1. A method of improving contrast in an image captured by an imaging sensor, the method comprising: placing an objective optical system in an optical path of illumination light on an object; detecting a bright spot at an image plane; and controlling a device positioned at a focal plane of the objective optical system to change a transparency of the device at a position corresponding to the bright spot on the image plane.

2. The method of claim 1, subsequent to the controlling, further comprising capturing image data at the image plane.

3. The method of claim 1, wherein the detecting and controlled are performed at predetermined intervals.

4. The method of claim 2, further comprising displaying the image data to a user.

5. The method of claim 1, wherein the transparency of the device is controlled so as to be opaque at the position.

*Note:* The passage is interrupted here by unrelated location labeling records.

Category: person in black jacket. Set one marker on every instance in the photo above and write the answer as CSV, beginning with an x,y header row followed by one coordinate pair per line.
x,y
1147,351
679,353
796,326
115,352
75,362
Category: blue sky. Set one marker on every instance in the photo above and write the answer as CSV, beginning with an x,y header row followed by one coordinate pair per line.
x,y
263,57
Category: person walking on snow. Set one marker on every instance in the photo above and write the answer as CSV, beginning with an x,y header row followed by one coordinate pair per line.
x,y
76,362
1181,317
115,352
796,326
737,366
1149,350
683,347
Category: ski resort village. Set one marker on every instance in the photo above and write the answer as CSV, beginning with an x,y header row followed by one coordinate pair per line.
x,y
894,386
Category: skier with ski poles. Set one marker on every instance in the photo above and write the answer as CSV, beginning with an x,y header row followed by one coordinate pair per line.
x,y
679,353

6. An apparatus for improving contrast in an image captured by an imaging sensor, the apparatus comprising: an objective optical system positioned in an optical path of illumination light on an object; an image sensor positioned in the optical path such that light from the objective optical system is incident on the image sensor; a device having a variable transparency positioned at a focal plane of the objective optical system; and a processor configured to: detect a bright spot on the image sensor; and control the device to change a transparency of a portion of the device corresponding to the detected bright spot.

7. The apparatus of claim 6, wherein the image sensor comprises a first image sensor, the apparatus further comprising: a beam splitter positioned in the optical path between the device and the first image sensor; and a second image sensor positioned to receive incident light from a reflective surface of the beamsplitter.